News From Home (1977)

After seeing The Meetings Of Anna for the first time, and really loving it, I wanted to explore more of the filmography of Belgian director Chantal Akerman. News From Home (1977) is a critically acclaimed avant-garde documentary that she directed that I decided to take the plunge on. It’s basically a series of long takes, location shoots, of New York streets and subways from the late 1970s, apparently the areas that Akerman walked around and used when she was living there. The only narrative comes through the letters that Chantal’s mother sent to her during this time, which Chantal reads out as narration. We don’t hear Chantal’s replies and often the sound of the street or the subway will overwhelm the reading.
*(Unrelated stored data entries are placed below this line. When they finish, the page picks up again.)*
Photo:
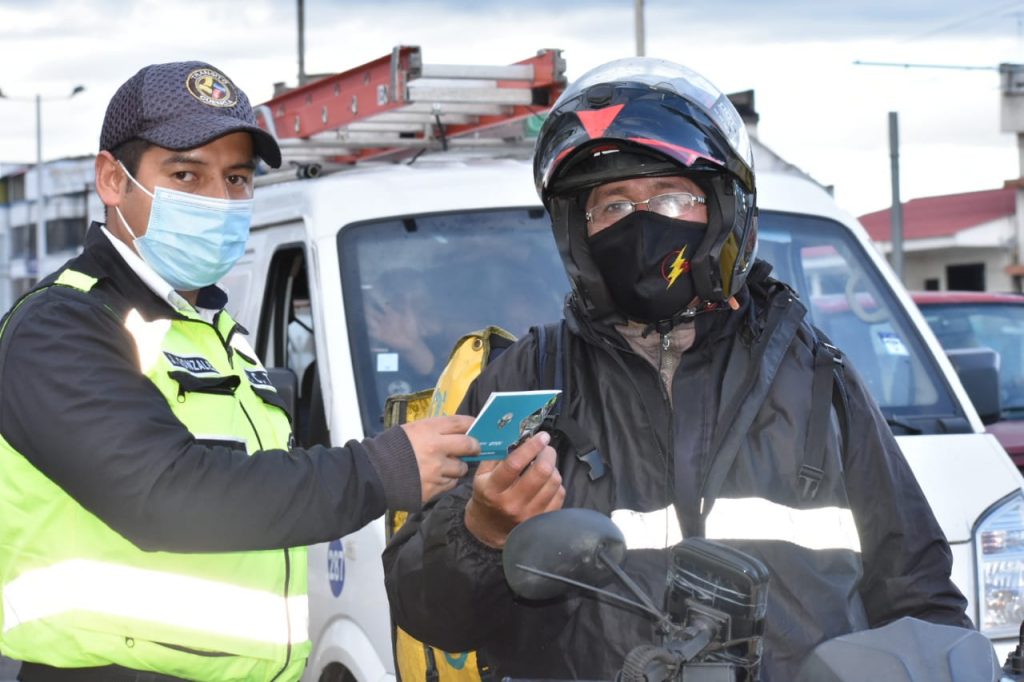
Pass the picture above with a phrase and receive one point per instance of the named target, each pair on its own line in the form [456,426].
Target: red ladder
[396,105]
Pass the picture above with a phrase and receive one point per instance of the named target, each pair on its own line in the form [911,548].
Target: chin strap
[691,311]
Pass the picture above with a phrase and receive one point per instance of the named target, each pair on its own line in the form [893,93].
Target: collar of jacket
[710,328]
[101,260]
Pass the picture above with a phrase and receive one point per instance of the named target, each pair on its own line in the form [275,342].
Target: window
[23,241]
[286,342]
[849,302]
[995,326]
[414,286]
[66,235]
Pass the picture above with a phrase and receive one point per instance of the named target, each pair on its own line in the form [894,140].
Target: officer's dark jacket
[448,589]
[74,402]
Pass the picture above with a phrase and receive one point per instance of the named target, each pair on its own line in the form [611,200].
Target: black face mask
[644,259]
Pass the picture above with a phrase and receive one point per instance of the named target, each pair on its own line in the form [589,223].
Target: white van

Knowing that this was the concept of the movie, I wondered how it could sustain my attention for 90 minutes. True, I did have to watch it in two sittings but only because I started it late on a Thursday night and had to pause it being so tired. Otherwise, I did begin to find myself acclimatising to the rhythm of the movie – the stillness of just observing urban spaces, the slow moving cars or the curious gaze of pedestrians who notice the camera (filmed by cinematographer Babette Mangolte). I began to look forward to each letter after the silence and stillness, and as one other commentator points out, we begin to see a portrait of Chantal herself through the mother’s letters, mainly her persistent questions to her daughter, begging her to write back more regularly, to confirm that she’s received the twenty dollars she’s sent, etc. It was slowly absorbing and meditative, particularly thinking about city spaces that seem deserted and almost empty – what’s in those dilapidated buildings? Or to see a time capsule of New York in the 1970s, without nostalgia or mythic dimension. It’s not glamorous Manhattan or seedy Times Square – just basic city streets where people commute, work and wander. I look forward to revisiting News From Home one day and seeing more of Akerman’s odes to urban spaces, her mother and time. Streamed from the Criterion Channel. Recommended.